II . Les études féministes et les études sexe et genre

Aucune législation socialiste en faveur des femmes ne saurait accomplir la millionième partie de ce qu'un peu plus de tissu musculaire offert gracieusement par la nature, pourrait faire.
Elizabeth Hardwick (1966)

Ce travail de thèse s’inscrit dans le paradigme des travaux portant sur le sexe et le genre, et les études féministes. En effet, il s’agit de questionner en quoi l’arrivée d’un nouveau paradigme, le développement durable, peut engendrer un changement, un réajustement, des rapports sociaux de sexe, et ce d’autant plus que le développement durable comporte effectivement, textuellement, une démarche d’égalité entre les hommes et les femmes. Pour mieux saisir le lien qu’il y a entre ces deux objets, nous verrons en quoi et comment le développement durable peut s’inscrire dans la logique des revendications des mouvements féministes des 19ème et 20ème siècles. Nous essayerons donc de présenter quels sont les enjeux de pouvoir et de domination entre les sexes pour mieux comprendre en quoi et comment l’arrivée de ce nouveau paradigme peut faire le jeu de ces rapports de pouvoir et/ou entraîner leur possible résolution. Nous verrons que cette inscription du paradigme du sexe et du genre dans celui du développement durable et/ou réciproquement, alors qu’elle est entendue sur le plan politique et pragmatique, l’est beaucoup moins sur le plan théorique.

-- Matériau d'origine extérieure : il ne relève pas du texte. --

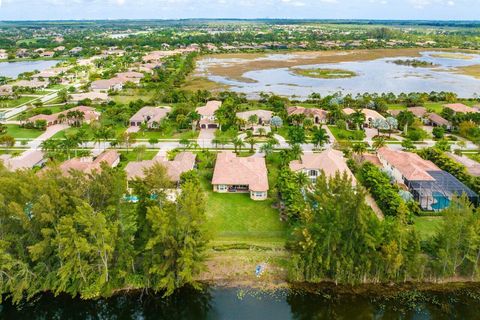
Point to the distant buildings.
(329, 161)
(93, 96)
(370, 115)
(90, 165)
(318, 115)
(151, 116)
(183, 162)
(234, 174)
(208, 120)
(460, 108)
(89, 115)
(432, 187)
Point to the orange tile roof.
(233, 170)
(329, 161)
(183, 162)
(410, 165)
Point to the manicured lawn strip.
(18, 132)
(168, 134)
(343, 134)
(237, 218)
(427, 226)
(12, 103)
(126, 157)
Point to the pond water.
(13, 69)
(222, 303)
(379, 76)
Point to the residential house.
(329, 161)
(3, 54)
(460, 108)
(432, 187)
(131, 76)
(6, 90)
(472, 166)
(47, 54)
(234, 174)
(208, 120)
(183, 162)
(263, 116)
(435, 120)
(76, 50)
(151, 116)
(89, 115)
(370, 115)
(113, 84)
(92, 95)
(32, 84)
(318, 115)
(89, 165)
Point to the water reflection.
(13, 69)
(230, 303)
(379, 76)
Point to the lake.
(232, 304)
(13, 69)
(374, 76)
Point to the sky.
(178, 9)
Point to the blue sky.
(174, 9)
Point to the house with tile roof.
(432, 187)
(460, 108)
(370, 115)
(151, 116)
(234, 174)
(89, 165)
(183, 162)
(208, 120)
(329, 161)
(319, 116)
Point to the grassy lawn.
(237, 218)
(12, 103)
(343, 134)
(427, 226)
(126, 157)
(61, 135)
(18, 132)
(128, 95)
(168, 134)
(396, 106)
(436, 107)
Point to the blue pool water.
(441, 202)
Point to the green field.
(237, 217)
(12, 103)
(168, 134)
(18, 132)
(343, 134)
(427, 226)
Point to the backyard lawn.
(238, 218)
(427, 226)
(18, 132)
(343, 134)
(12, 103)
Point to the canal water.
(13, 69)
(374, 76)
(231, 303)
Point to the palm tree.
(238, 144)
(251, 141)
(379, 143)
(267, 149)
(320, 137)
(296, 151)
(359, 149)
(302, 179)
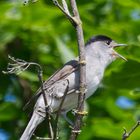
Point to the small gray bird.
(99, 54)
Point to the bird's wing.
(62, 73)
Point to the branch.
(76, 22)
(16, 67)
(127, 134)
(59, 112)
(80, 107)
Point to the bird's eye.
(107, 42)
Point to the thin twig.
(41, 138)
(59, 111)
(16, 67)
(65, 12)
(81, 98)
(127, 134)
(65, 6)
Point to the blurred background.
(40, 33)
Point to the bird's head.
(105, 47)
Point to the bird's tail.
(36, 119)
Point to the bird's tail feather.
(36, 119)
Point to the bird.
(99, 53)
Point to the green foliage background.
(40, 33)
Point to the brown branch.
(76, 22)
(59, 112)
(127, 134)
(16, 67)
(80, 107)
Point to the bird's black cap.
(98, 38)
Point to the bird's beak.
(115, 45)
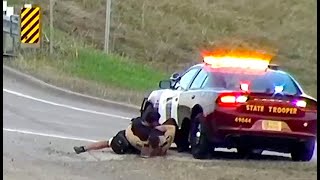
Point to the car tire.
(198, 138)
(181, 139)
(303, 151)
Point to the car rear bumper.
(225, 132)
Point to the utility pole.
(51, 27)
(107, 27)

Bien que les inégalités et les discriminations hommes/femmes ne soient plus à prouver, il convient tout de même de définir quelle en est la nature et comment elles se structurent. Nous verrons successivement ce qu’il en est de la construction de l’identité sexuée et des rapports sociaux de sexe, puis nous verrons comment ces armatures idéologiques sous-tendent la dynamique sociale. Comme Gatens (1996, cité Cassell, 2000, p. 77) le fait remarquer :

‘« Une interaction sociale peut traduire une différence, l’amplifier ou la créer, mais la différence n’est en aucune façon limitée à l’interaction. La race, la classe, le genre sont inhérents à des corps, des corps réels comme des “ corps imaginaires ”, images symboles, croyances qui modèlent la réalité sociale et politique des individus comme des groupes. ». ’

Voyons donc d’abord ce qu’il en est des corps puis des interactions. Nous nous intéresserons ici particulièrement aux discriminations et ségrégations professionnelles et au difficile accès au pouvoir des femmes.